A Big Spectrum
The truth is we don't really know. Autism is a diagnosis that describes a collection of symptoms; what causes them is not completely understood. Most scientists believe autism is caused by both genetic and environmental factors. The diagnosis Autism Spectrum Disorder (ASD) now includes Asperger syndrome, PDD-NOS, childhood disintegrative disorder and autistic disorder. The broad spectrum is a reflexion of the fact that when we talk about "autism," we are probably looking at "autisms," a number of distinct conditions that share some common traits. This is why there is such a wide range in severity and individuals with "autism" can be so different.
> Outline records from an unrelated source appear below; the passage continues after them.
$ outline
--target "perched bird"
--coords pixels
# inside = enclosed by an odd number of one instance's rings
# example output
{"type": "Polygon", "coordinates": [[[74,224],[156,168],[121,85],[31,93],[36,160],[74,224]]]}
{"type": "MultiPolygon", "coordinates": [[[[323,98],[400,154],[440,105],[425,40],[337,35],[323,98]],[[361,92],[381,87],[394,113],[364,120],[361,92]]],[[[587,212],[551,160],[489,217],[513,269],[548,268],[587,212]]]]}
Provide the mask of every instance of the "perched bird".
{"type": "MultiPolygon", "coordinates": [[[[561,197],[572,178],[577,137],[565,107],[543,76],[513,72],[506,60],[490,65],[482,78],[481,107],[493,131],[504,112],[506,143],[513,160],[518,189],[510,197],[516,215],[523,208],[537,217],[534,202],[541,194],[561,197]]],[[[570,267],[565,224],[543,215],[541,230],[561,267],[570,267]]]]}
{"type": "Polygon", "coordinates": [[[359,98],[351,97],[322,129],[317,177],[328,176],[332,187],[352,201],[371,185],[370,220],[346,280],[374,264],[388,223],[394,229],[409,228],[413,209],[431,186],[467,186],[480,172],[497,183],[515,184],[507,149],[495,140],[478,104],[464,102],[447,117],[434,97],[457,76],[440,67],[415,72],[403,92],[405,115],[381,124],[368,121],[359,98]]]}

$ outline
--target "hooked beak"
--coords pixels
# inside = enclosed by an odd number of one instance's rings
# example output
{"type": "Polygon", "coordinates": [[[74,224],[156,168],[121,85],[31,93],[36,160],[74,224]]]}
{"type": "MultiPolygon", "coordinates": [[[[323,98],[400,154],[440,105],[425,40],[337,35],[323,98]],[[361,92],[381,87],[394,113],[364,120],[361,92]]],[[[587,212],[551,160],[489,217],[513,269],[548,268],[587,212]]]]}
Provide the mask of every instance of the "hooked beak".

To receive a diagnosis of ASD, a person must show persistent deficits in two domains:
1.) Social communication and social interaction, and
2.) Restricted and repetitive patterns of behavior. Many people on the spectrum have sensory issues and the new diagnostic criteria now includes an evaluation of whether a person has hyper- or hypo-reactivity to sensory input or unusual interests in sensory aspects of the environment.
Signs of Autism
Lack of or delay in spoken language
Repetitive use of language and/or motor mannerisms (e.g., hand-flapping, twirling objects)
Little or no eye contact
Lack of interest in peer relationships
Lack of spontaneous or make-believe play
Persistent fixation on parts of objects
In 2016, the Centers for Disease Control and Prevention Autism Prevalence Report concluded that the prevalence of autism had risen to 1 in every 68 births in the United States – nearly twice as great as the 2004 rate of 1 in 125 – and almost 1 in 54 boys.
This is increasing the debate on 1.) what is causing the increase and whether there is a need for a cure and 2.) how we can provide better resources to assist parents and caregivers who have children diagnosed with autism.
In people with autism spectrum disorder (ASD), no two brains are alike when it comes to connectivity between regions, scientists have found, which is in stark contrast to the relatively uniform way the brains of people without autism are arranged. People with diverse minds produce new solutions and more interesting ideas. Many researchers and experts such as Simon Baron-Cohen (2005) and Temple Grandin (2010) believe that Autism is not so much a disease but a difference in learning styles. Rather than trying to find a way to ‘fix’ or ‘cure’ these children it is more important to understand them and cater to their differences.